グレードのフルオープン化に舵をきった理由
こんにちは、Micoworksの山田です。
まず初めに先日公開した過去の失敗に関する記事に、多くの反響をいただけたことに感謝申し上げます。
前回に続き決して誇れる話ではありませんが、今回は「評価制度の改定とグレードのフルオープン化」をテーマに取り上げたいと思います。
※経営陣の刷新に伴い、直近、評価制度について大きな改定をしております。あくまで過去のMicoworksとしてご認識ください。
はじめに
Micoworksではグレードのフルオープン化を決定し、2022年7月から実施しています。

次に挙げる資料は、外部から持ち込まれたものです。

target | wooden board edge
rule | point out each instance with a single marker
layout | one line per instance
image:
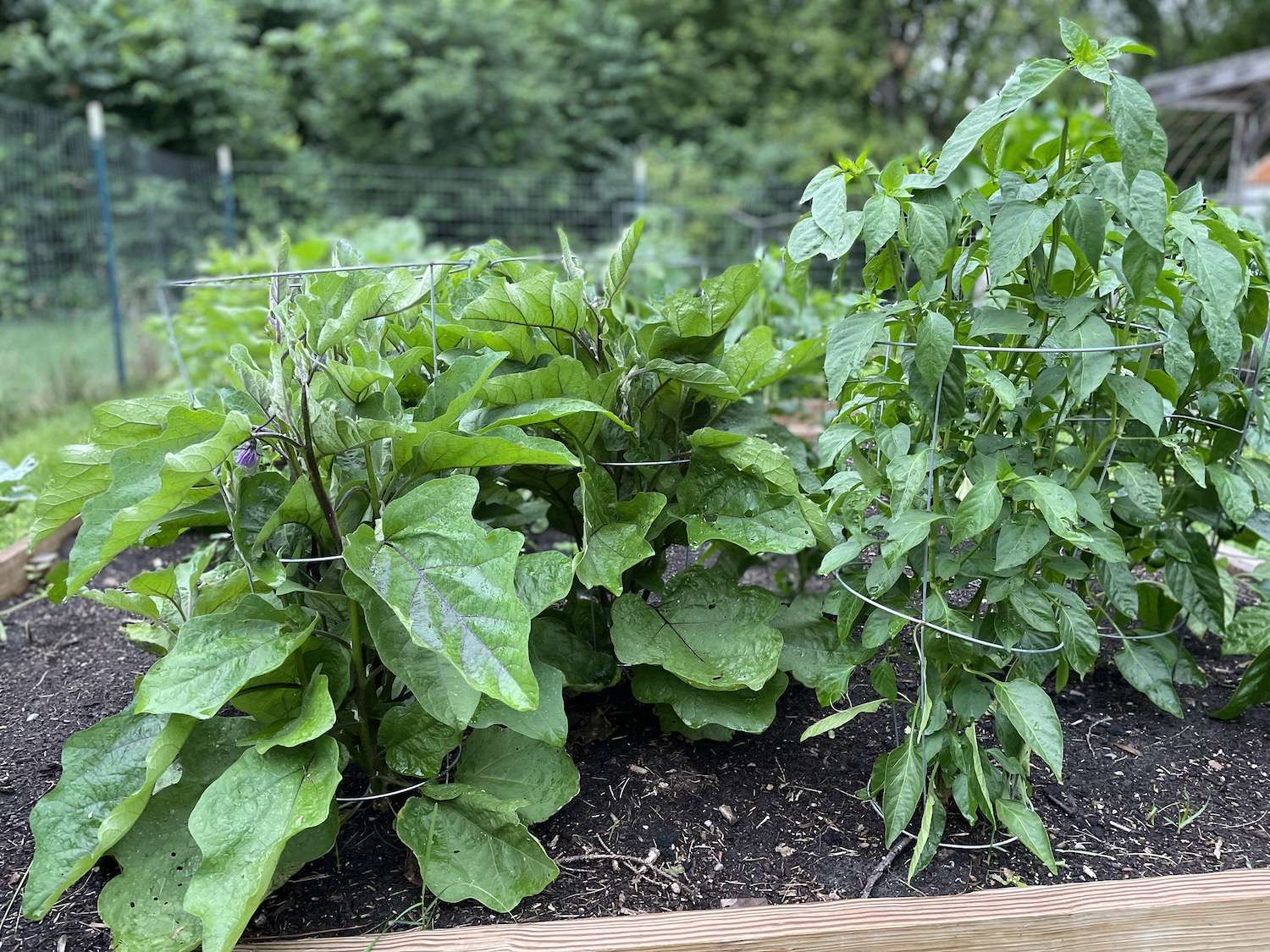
(1206, 911)
(14, 559)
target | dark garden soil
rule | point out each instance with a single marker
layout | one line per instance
(764, 819)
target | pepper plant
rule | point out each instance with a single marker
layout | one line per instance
(444, 500)
(1038, 400)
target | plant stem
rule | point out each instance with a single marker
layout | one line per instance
(314, 475)
(373, 482)
(368, 759)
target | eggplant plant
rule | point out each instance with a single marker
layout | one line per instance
(1038, 399)
(444, 500)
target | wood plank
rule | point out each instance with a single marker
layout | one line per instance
(1206, 913)
(14, 559)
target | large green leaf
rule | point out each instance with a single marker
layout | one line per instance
(1085, 221)
(452, 584)
(1249, 634)
(1024, 823)
(538, 301)
(1029, 80)
(1016, 231)
(1234, 492)
(1254, 688)
(218, 654)
(616, 531)
(546, 723)
(500, 446)
(977, 512)
(1140, 399)
(721, 300)
(881, 223)
(1221, 278)
(1087, 371)
(841, 718)
(706, 630)
(743, 710)
(314, 718)
(414, 741)
(508, 766)
(472, 845)
(543, 579)
(751, 454)
(108, 772)
(903, 779)
(150, 480)
(719, 502)
(1133, 119)
(703, 377)
(434, 682)
(934, 348)
(812, 652)
(1031, 713)
(144, 905)
(1147, 672)
(84, 470)
(620, 261)
(241, 824)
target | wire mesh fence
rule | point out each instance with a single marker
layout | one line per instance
(169, 211)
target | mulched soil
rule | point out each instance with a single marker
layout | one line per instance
(764, 819)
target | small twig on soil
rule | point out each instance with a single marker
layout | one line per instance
(884, 865)
(1089, 743)
(1066, 807)
(17, 891)
(624, 858)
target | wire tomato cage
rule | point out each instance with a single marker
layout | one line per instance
(284, 284)
(921, 624)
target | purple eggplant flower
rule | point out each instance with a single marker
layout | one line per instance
(246, 456)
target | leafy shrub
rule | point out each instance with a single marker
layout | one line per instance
(208, 320)
(384, 619)
(1038, 400)
(13, 492)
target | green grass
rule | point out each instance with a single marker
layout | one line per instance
(51, 366)
(42, 439)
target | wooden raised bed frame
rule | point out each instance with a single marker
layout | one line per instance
(1206, 913)
(15, 558)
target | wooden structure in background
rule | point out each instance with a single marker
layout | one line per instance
(15, 558)
(1208, 913)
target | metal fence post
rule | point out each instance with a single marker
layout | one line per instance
(225, 167)
(640, 180)
(97, 144)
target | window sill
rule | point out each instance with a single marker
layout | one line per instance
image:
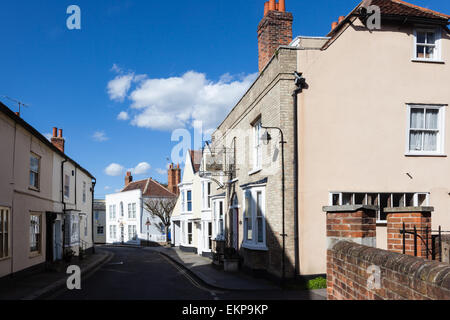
(428, 61)
(255, 171)
(439, 155)
(34, 255)
(255, 247)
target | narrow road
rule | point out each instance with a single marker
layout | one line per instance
(137, 274)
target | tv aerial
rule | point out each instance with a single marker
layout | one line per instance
(19, 103)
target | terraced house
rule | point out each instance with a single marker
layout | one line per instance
(45, 198)
(358, 116)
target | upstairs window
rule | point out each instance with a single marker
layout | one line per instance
(66, 186)
(4, 233)
(35, 162)
(425, 132)
(189, 200)
(84, 192)
(427, 44)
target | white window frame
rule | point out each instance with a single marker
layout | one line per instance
(437, 56)
(257, 146)
(253, 244)
(37, 174)
(5, 232)
(353, 196)
(66, 186)
(441, 130)
(84, 192)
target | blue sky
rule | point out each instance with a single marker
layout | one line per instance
(162, 64)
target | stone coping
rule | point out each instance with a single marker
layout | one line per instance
(409, 210)
(351, 208)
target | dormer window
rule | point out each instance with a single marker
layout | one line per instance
(427, 44)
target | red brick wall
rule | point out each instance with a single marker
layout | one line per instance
(274, 30)
(420, 220)
(401, 277)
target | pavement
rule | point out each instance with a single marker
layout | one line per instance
(203, 269)
(146, 274)
(38, 285)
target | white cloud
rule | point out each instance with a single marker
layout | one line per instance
(123, 116)
(177, 102)
(114, 170)
(141, 168)
(161, 171)
(100, 136)
(119, 87)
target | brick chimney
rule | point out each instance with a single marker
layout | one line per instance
(174, 176)
(274, 30)
(128, 179)
(58, 140)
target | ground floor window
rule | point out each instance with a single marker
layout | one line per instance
(35, 232)
(4, 232)
(254, 217)
(380, 199)
(189, 234)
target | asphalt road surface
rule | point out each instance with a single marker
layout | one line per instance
(137, 274)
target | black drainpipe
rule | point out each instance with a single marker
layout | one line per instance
(300, 83)
(94, 182)
(64, 205)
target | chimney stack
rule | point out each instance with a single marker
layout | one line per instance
(128, 179)
(334, 25)
(58, 141)
(274, 30)
(174, 178)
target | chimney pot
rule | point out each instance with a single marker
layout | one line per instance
(272, 5)
(334, 25)
(282, 6)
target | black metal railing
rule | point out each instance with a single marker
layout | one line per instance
(431, 239)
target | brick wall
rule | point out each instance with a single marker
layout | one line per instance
(401, 277)
(274, 30)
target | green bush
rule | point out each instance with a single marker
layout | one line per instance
(317, 283)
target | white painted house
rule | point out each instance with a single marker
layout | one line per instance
(127, 220)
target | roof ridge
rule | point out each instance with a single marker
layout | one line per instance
(442, 15)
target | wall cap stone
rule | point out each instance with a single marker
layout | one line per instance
(409, 210)
(351, 208)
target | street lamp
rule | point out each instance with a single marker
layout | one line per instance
(266, 138)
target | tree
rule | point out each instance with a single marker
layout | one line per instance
(163, 209)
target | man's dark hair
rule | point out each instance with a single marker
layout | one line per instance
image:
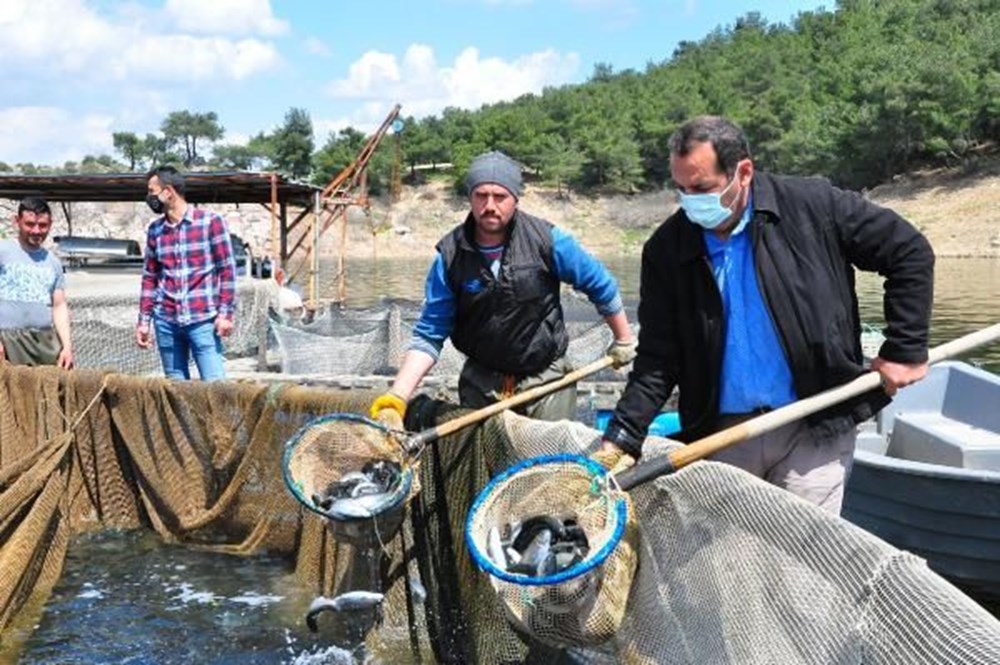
(35, 204)
(168, 177)
(726, 137)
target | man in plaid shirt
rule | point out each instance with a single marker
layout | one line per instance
(188, 281)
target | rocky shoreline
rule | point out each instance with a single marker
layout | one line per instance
(955, 209)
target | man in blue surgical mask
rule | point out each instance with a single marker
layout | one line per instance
(747, 303)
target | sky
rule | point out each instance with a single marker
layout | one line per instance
(74, 71)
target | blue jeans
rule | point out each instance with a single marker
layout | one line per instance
(177, 343)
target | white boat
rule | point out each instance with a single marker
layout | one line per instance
(926, 475)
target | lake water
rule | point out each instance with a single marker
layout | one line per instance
(966, 292)
(130, 598)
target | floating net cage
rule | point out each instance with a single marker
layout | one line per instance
(730, 569)
(373, 340)
(103, 329)
(583, 604)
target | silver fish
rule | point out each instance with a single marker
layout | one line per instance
(417, 590)
(495, 549)
(348, 509)
(345, 602)
(364, 488)
(538, 551)
(362, 507)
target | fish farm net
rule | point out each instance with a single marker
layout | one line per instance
(354, 472)
(730, 569)
(372, 341)
(580, 601)
(103, 329)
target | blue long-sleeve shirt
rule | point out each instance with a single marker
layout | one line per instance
(755, 371)
(572, 265)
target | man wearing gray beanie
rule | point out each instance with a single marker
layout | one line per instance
(494, 290)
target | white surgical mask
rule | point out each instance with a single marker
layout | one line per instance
(706, 210)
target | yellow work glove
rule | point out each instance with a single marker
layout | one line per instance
(388, 409)
(622, 352)
(613, 458)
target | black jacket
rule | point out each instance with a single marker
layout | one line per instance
(806, 236)
(512, 323)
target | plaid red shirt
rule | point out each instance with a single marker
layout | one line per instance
(189, 274)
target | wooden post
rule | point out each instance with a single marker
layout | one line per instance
(314, 265)
(275, 251)
(341, 265)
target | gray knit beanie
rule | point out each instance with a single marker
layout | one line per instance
(496, 168)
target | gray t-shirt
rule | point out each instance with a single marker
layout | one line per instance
(27, 282)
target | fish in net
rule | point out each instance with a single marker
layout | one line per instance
(581, 599)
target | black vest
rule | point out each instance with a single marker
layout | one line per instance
(512, 323)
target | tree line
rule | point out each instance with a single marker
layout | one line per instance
(858, 94)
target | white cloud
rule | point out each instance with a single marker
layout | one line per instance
(316, 46)
(64, 135)
(239, 17)
(423, 87)
(66, 39)
(194, 59)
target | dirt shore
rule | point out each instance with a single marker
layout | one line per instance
(957, 210)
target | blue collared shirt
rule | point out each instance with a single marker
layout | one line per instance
(755, 371)
(572, 265)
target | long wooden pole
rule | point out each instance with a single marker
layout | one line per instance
(677, 459)
(422, 438)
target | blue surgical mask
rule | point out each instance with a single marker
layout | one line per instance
(706, 210)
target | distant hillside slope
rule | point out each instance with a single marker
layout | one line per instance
(959, 213)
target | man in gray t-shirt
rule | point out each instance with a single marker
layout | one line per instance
(34, 314)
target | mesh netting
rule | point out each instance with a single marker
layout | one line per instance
(372, 342)
(730, 569)
(103, 328)
(584, 603)
(329, 448)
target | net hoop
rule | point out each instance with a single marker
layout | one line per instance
(503, 480)
(294, 485)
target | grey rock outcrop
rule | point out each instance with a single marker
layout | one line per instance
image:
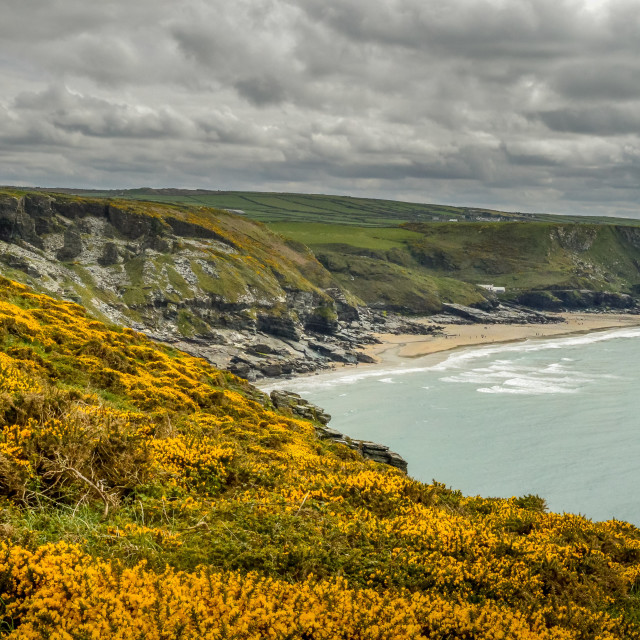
(298, 406)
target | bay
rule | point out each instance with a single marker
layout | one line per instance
(555, 417)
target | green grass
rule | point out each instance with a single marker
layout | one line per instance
(317, 234)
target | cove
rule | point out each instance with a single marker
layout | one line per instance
(553, 417)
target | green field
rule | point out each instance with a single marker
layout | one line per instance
(295, 207)
(333, 209)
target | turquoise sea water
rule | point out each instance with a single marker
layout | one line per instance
(555, 417)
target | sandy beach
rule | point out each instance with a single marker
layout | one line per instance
(395, 348)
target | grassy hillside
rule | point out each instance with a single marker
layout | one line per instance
(146, 494)
(167, 267)
(333, 209)
(298, 207)
(418, 266)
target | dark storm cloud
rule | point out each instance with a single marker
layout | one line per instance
(520, 104)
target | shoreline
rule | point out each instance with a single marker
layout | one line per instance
(396, 349)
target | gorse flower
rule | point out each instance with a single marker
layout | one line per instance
(145, 494)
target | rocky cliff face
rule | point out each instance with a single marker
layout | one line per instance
(214, 284)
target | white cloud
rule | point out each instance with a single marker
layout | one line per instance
(467, 101)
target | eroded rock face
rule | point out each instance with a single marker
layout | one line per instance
(180, 282)
(298, 406)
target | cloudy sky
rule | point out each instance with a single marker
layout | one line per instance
(527, 105)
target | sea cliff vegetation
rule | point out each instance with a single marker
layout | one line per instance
(146, 494)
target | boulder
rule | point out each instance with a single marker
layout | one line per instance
(72, 246)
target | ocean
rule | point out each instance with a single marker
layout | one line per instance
(558, 417)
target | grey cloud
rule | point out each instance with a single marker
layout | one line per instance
(526, 104)
(601, 120)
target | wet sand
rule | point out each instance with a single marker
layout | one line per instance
(396, 348)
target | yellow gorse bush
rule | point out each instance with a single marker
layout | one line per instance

フルオープン化とは、下記の状態を指しています。
・職種別グレードの公開
・全社員のグレード公開
実際には以下のようなイメージで、CEOである私を含めた全員のグレード・期待役割が公開された状態となっています。
評価制度改定の議論において、グレードの詳細についてはもちろん、「グレードをオープンにするのか否か」についても論点となりました。
弊社のマネジメントチームは私以外の全員が大手企業or外資系企業の経験者ということで、様々なパターンのメリット・デメリットを実体験に即してシェアしていただきました。
その結果、弊社はフルオープン化に舵を切る決断を行いました。
しかし、株主によってはこの方針に少し懸念を示し、ご意見をくださる方もいらっしゃったので、なかなか難しいテーマなのだと今も感じています。今回のnoteでは、グレードのフルオープン化になぜ踏み切ったのか、 その経緯を順を追って記したいと思っています。
スタートアップという言葉に甘えていた
弊社ではこれまで「スタートアップ」という言葉に甘え、様々な事柄が未整備でした。
(正確には弊社ではなく、経営者である私が甘えていたのだと思います。)
そして、評価制度はその最たる例だったと認識しています。
これまでの弊社では、
評価という概念なし
⇨グレードという概念の誕生
⇨公開とともに形骸化
というステップを歩んできていました。
この背景には、評価制度を策定したことがある人が不在ということもありましたが、真因は「代表の私自身が評価制度の必要性を強く感じていなかったこと」でした。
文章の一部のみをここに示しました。